Na sequência da cessação de 5-fu e da administração de lactulose, o paciente recuperou gradualmente nas 48 horas seguintes do seu estado de confusão aguda. Sofreu um cansaço significativo e fraqueza muscular, mas não sofreu mais convulsões. Os sucessivos níveis de amoníaco mostraram uma tendência decrescente. O paciente foi extubado, e a fenitoína foi descontinuada. Este homem recebeu alta em casa no dia 8 com instruções para acompanhar o seu oncologista médico na semana seguinte.

Após a alta, o paciente precisou de várias semanas para recuperar antes de poder embarcar em quimioterapia adicional.

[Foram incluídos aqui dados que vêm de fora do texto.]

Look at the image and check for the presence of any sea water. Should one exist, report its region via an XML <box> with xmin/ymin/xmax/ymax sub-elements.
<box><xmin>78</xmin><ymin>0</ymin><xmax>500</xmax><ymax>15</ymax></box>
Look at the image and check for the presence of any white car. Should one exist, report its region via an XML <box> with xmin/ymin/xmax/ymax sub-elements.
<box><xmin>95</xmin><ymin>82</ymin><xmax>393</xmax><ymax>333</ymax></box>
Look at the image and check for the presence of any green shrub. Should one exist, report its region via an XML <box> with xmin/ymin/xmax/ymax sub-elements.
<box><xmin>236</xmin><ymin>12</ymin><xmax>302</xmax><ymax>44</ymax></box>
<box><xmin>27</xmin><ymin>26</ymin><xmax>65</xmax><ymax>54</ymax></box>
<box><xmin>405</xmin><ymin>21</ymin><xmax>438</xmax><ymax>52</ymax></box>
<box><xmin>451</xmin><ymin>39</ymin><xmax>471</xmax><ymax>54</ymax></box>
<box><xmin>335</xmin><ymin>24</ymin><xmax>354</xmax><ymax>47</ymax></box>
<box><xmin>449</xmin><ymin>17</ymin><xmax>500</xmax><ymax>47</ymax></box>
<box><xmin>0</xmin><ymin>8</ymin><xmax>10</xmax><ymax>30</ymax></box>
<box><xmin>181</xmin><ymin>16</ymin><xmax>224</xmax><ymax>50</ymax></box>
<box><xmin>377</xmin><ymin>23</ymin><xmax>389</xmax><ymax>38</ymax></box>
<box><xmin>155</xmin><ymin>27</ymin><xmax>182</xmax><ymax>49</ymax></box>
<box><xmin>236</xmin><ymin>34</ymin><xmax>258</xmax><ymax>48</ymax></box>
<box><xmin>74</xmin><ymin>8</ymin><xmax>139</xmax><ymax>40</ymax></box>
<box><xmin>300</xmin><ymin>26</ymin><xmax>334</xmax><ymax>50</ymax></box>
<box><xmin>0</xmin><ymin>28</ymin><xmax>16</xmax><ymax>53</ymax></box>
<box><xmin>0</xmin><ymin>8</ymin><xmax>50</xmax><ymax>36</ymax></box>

Considerando a sua suposta complicação neuropsiquiátrica da quimioterapia folfox, foram administradas raltitrexed (3 mg/m2) e oxaliplatina (130 mg/m2) a cada 3 semanas como tratamento adjuvante. Esta terapia foi administrada em regime de internamento devido à insistência do paciente. Não foram observadas reacções adversas significativas. Infelizmente, as investigações de nova fase pouco depois revelaram três lesões metastáticas no fígado. Tencionamos continuar a quimioterapia para este paciente com o objectivo de uma potencial ressecção das suas lesões hepáticas no futuro.